Ce n’est qu’à partir de la fin des années 1940 qu’un service médical s’organise et se structure au Nunavik. Au lendemain de la Seconde Guerre mondiale, le Service de Santé des Indiens (SSI), ou Indian Health Services[5], est réorganisé au sein du ministère de la Santé nationale et du Bien-Être social (MSNBES). Dans l’objectif d’atteindre un maximum de populations, il étend son réseau médical aux régions excentrées et nordiques en s’appuyant sur la construction de dispensaires. C’est à Port Harrison (Inukjuak) en 1947 et à Fort Chimo (Kuujjuaq) en 1949 que sont construits les premiers postes infirmiers sous la juridiction du fédéral (Jenness 1964). Au début des années 1960, Kuujjuaq dessert la côte de l’Ungava et une infirmière fait la tournée des villages en juillet-août. Sur la côte de la baie d’Hudson, des postes médicaux et dispensaires fédéraux sont en place à Salluit, Kuujjuarapik, Inukjuak et Puvirnituq (DGNQ 1964, 52). À l’époque, le programme du SSI priorise la prévention, l’immunisation et l’enseignement de l’hygiène publique. Le combat de la tuberculose se positionne comme la priorité dans les années 1950-1960, tandis qu’une attention plus particulière est portée aux maladies des voies respiratoires, les otites et les maladies oculaires à partir des années 1970 (Gauthier 1985, 50).

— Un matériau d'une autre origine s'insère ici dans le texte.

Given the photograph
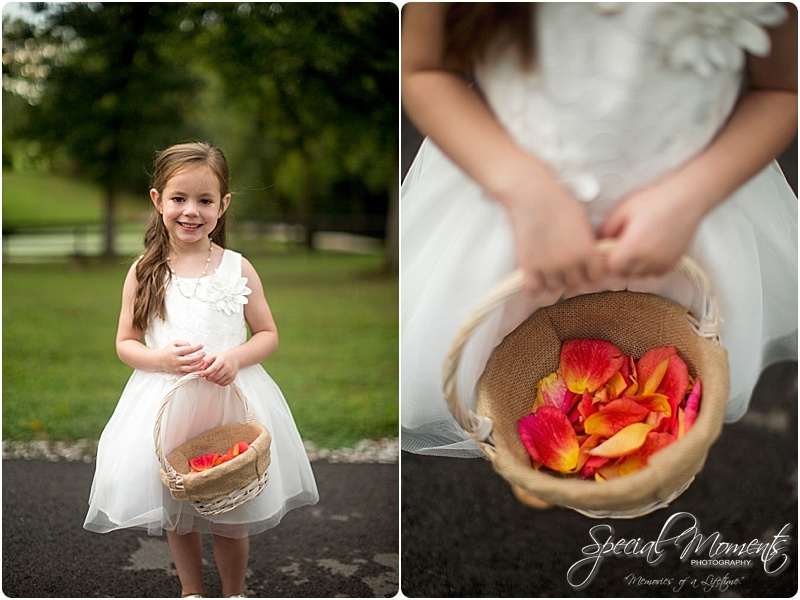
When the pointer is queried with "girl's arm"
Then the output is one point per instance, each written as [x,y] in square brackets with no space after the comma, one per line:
[179,357]
[655,225]
[222,367]
[554,241]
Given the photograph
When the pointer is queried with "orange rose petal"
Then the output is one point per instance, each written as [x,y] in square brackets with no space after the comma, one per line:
[657,419]
[615,416]
[552,391]
[653,443]
[592,464]
[675,383]
[693,404]
[653,381]
[607,472]
[550,439]
[625,441]
[655,402]
[204,462]
[618,384]
[588,364]
[646,365]
[681,423]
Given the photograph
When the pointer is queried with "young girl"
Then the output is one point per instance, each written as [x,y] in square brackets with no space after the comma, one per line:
[192,300]
[582,121]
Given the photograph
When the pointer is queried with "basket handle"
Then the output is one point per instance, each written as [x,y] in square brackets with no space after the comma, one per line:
[171,394]
[479,428]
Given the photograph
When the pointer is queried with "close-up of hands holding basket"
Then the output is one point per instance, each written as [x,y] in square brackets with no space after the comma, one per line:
[599,246]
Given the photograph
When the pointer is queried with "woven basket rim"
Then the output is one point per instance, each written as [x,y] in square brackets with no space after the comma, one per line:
[642,487]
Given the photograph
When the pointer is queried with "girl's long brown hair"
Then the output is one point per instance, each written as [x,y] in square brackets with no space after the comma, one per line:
[152,269]
[472,28]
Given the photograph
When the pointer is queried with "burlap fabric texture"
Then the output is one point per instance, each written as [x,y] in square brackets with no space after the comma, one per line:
[635,322]
[226,486]
[228,477]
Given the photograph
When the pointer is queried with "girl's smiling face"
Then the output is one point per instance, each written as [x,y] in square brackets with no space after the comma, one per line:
[190,205]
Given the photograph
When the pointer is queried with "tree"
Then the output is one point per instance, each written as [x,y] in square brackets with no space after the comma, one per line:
[103,89]
[319,85]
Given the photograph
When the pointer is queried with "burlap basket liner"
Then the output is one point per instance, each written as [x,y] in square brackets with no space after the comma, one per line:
[223,479]
[635,322]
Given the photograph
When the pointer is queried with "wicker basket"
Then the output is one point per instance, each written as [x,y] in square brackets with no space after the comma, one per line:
[635,322]
[226,486]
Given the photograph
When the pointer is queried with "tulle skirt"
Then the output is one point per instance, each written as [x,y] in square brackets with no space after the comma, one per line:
[457,243]
[127,490]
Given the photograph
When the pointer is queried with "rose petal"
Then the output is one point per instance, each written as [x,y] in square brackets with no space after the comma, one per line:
[655,402]
[204,462]
[625,441]
[653,443]
[646,365]
[550,439]
[618,384]
[615,416]
[589,364]
[594,463]
[552,391]
[653,381]
[675,383]
[693,404]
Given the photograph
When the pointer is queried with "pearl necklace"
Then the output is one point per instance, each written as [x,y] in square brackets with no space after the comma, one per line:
[197,282]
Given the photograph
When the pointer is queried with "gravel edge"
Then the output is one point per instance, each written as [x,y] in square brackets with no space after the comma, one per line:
[383,451]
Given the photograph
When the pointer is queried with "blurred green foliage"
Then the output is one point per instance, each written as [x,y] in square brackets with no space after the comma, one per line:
[303,98]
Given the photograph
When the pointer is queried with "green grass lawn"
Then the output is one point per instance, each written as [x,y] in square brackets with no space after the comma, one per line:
[337,363]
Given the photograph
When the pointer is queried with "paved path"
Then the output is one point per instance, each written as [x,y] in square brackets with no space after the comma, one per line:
[465,535]
[345,546]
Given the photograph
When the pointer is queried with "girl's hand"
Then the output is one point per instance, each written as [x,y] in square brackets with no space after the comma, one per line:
[220,368]
[652,227]
[555,245]
[180,357]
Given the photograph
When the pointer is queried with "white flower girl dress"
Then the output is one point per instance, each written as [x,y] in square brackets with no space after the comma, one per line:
[127,490]
[622,93]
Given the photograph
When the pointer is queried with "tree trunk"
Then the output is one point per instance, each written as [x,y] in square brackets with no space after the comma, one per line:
[393,227]
[108,223]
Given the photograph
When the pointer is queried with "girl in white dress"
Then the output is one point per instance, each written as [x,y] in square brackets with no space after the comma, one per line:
[584,121]
[193,301]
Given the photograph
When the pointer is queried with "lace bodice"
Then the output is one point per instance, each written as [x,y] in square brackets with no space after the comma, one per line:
[624,92]
[209,311]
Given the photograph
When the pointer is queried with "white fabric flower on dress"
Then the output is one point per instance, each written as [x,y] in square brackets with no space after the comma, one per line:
[227,292]
[707,36]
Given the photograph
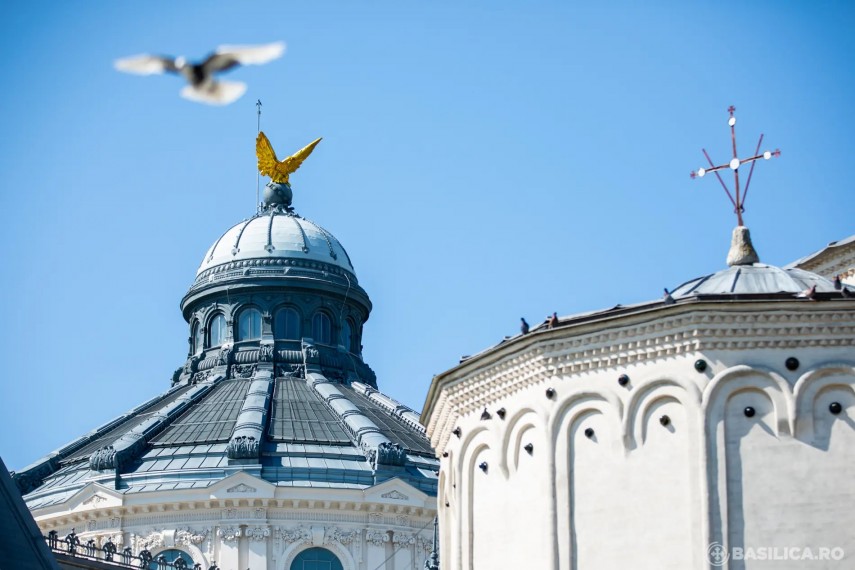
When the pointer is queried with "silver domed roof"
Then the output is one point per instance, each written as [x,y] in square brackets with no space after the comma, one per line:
[276,235]
[757,278]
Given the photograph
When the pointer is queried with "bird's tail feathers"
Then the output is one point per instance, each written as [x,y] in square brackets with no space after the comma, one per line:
[215,93]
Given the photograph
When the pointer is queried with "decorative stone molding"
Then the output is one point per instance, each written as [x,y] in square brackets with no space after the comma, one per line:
[94,501]
[265,353]
[258,534]
[149,542]
[103,459]
[188,536]
[242,370]
[335,534]
[201,376]
[241,488]
[223,357]
[403,538]
[229,533]
[698,328]
[297,534]
[377,537]
[243,447]
[387,454]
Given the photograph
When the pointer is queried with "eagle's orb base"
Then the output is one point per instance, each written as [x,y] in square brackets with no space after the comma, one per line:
[278,194]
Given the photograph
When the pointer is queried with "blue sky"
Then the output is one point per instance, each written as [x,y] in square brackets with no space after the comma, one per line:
[480,162]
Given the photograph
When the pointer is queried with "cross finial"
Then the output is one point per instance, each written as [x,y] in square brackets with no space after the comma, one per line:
[738,200]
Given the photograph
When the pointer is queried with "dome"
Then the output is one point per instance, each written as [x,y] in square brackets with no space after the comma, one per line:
[276,235]
[755,279]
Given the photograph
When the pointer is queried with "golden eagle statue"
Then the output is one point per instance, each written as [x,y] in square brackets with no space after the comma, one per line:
[277,170]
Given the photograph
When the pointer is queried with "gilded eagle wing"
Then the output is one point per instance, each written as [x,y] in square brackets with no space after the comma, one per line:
[268,165]
[293,162]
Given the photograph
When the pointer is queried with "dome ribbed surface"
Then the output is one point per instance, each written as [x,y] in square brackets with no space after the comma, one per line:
[275,236]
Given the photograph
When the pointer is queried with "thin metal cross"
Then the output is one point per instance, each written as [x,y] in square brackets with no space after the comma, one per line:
[739,200]
[257,175]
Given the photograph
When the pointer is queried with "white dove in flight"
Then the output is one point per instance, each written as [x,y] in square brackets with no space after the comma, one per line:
[203,86]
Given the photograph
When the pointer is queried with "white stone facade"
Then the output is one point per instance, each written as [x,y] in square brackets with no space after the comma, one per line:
[243,522]
[712,443]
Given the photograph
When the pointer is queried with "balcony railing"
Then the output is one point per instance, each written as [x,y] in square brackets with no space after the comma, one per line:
[109,553]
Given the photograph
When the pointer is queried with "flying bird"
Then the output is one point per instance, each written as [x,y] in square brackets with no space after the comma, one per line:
[203,87]
[808,293]
[279,170]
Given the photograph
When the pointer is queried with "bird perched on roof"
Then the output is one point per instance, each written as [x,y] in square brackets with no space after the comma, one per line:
[844,290]
[203,87]
[808,293]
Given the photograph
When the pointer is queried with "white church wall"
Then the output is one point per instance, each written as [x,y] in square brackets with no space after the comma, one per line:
[259,526]
[639,493]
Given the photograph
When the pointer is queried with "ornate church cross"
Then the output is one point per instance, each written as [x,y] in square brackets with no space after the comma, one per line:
[734,164]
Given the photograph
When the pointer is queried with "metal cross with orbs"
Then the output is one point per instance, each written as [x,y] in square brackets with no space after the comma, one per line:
[739,200]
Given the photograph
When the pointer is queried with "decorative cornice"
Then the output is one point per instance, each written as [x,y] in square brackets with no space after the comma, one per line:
[273,267]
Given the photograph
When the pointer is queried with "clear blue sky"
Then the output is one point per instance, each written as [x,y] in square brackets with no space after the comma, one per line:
[481,161]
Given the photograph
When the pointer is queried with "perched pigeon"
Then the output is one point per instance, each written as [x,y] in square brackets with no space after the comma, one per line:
[808,293]
[844,290]
[203,87]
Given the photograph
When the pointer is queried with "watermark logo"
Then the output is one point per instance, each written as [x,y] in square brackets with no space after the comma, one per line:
[718,555]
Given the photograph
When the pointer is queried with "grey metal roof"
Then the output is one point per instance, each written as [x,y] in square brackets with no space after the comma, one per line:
[316,433]
[212,419]
[299,415]
[276,235]
[831,245]
[755,279]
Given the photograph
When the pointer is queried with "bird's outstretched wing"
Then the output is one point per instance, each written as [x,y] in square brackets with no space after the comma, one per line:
[227,57]
[146,64]
[293,162]
[215,92]
[267,161]
[269,165]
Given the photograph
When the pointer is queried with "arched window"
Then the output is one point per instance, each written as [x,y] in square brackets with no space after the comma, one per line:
[198,340]
[347,335]
[249,324]
[316,559]
[321,328]
[286,325]
[218,330]
[172,556]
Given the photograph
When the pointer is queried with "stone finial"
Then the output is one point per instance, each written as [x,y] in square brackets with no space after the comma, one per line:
[741,252]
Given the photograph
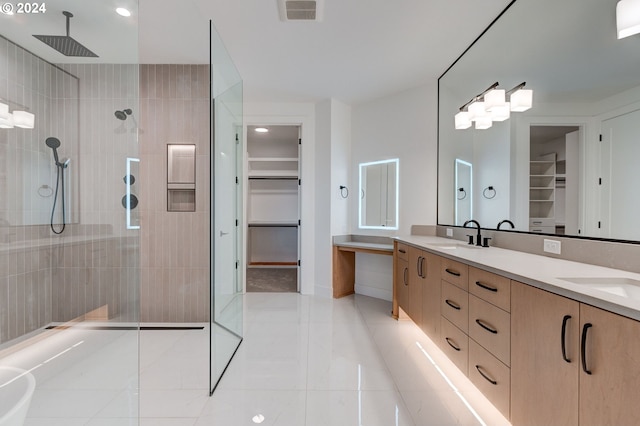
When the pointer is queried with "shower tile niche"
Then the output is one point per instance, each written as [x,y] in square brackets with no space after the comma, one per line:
[181,177]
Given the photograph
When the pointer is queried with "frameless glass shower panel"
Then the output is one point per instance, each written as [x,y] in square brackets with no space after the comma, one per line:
[226,293]
[69,234]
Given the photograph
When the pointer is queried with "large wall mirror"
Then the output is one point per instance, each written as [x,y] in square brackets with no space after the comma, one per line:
[378,206]
[567,165]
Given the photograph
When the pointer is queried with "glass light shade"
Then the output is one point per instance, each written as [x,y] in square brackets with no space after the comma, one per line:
[462,120]
[6,123]
[4,111]
[628,18]
[476,110]
[24,119]
[501,113]
[483,123]
[494,99]
[521,100]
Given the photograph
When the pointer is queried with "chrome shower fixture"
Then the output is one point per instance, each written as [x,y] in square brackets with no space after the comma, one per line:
[122,115]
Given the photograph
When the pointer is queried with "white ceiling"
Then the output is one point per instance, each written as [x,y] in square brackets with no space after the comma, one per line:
[362,49]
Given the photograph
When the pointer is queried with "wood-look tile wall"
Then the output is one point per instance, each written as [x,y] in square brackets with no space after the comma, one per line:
[174,103]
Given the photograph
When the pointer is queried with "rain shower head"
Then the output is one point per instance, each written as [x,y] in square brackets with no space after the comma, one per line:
[122,115]
[66,44]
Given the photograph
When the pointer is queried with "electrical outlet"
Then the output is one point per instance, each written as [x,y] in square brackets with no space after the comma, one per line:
[552,246]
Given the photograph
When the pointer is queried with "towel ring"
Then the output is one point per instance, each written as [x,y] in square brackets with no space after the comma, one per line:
[463,192]
[489,193]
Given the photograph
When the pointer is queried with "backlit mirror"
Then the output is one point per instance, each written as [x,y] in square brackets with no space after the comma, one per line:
[566,165]
[378,204]
[463,192]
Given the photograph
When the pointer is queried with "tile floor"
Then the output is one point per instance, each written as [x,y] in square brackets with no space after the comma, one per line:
[310,361]
[304,361]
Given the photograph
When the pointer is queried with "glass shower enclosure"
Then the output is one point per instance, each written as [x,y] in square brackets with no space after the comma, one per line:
[69,224]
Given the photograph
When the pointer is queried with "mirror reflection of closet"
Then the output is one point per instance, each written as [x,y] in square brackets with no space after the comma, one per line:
[463,191]
[378,205]
[181,178]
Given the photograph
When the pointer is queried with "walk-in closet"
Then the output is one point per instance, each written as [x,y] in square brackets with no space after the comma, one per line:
[273,208]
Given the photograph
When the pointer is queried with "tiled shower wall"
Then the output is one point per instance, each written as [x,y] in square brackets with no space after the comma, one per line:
[174,102]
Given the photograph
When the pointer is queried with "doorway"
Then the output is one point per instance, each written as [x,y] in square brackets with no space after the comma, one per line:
[273,208]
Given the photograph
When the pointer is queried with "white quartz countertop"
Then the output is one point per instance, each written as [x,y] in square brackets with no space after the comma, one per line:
[540,271]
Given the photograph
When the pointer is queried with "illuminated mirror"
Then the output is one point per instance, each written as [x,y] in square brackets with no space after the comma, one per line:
[378,205]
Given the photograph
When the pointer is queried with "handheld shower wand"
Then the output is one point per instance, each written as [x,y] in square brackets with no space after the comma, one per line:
[54,144]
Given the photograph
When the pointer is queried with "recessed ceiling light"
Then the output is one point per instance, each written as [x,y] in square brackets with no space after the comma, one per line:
[123,12]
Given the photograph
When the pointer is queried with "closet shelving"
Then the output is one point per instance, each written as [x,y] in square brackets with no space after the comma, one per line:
[273,201]
[542,188]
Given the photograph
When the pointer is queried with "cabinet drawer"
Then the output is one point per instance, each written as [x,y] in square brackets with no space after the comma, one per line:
[455,272]
[493,288]
[455,344]
[455,305]
[490,326]
[402,251]
[490,376]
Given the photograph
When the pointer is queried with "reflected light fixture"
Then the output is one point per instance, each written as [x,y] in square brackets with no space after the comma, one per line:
[123,12]
[24,119]
[521,99]
[492,105]
[462,120]
[628,18]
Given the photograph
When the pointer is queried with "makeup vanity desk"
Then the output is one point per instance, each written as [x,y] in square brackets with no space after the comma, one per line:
[345,248]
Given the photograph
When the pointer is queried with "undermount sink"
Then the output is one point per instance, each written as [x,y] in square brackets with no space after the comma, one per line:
[623,287]
[450,246]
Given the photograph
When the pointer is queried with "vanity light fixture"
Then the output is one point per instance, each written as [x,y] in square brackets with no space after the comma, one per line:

La prestation de services de santé se complexifie lors de la mise en oeuvre, par le Québec, de politiques et de services provinciaux au Nouveau-Québec avec la création de la Direction générale du Nouveau-Québec (DGNQ) en 1963 (Affaires indiennes et du Nord 2006 ; Hervé 2015, 232). À partir des années 1960, le fédéral cède au provincial la responsabilité des soins dans la baie d’Ungava. Cette entente s’étend à la région de la baie d’Hudson en 1981, à la suite de l’accord de la Convention de la Baie-James et du Nord québécois (CBJNQ) signé en 1975. Un double réseau de santé se développe ainsi sur le territoire et des dispensaires provinciaux sont construits dans les villages jusque-là non desservis. L’arrivée de la DGNQ annonce aussi l’établissement d’un petit hôpital de 11 lits à Kuujjuaq en 1967, où sont offerts des services de deuxième ligne. Jusqu’à l’arrivée d’un médecin permanent en 1968, Kuujjuaq est desservi par deux infirmières en santé publique (Bérubé, Bolduc et Proulx 1971, 11).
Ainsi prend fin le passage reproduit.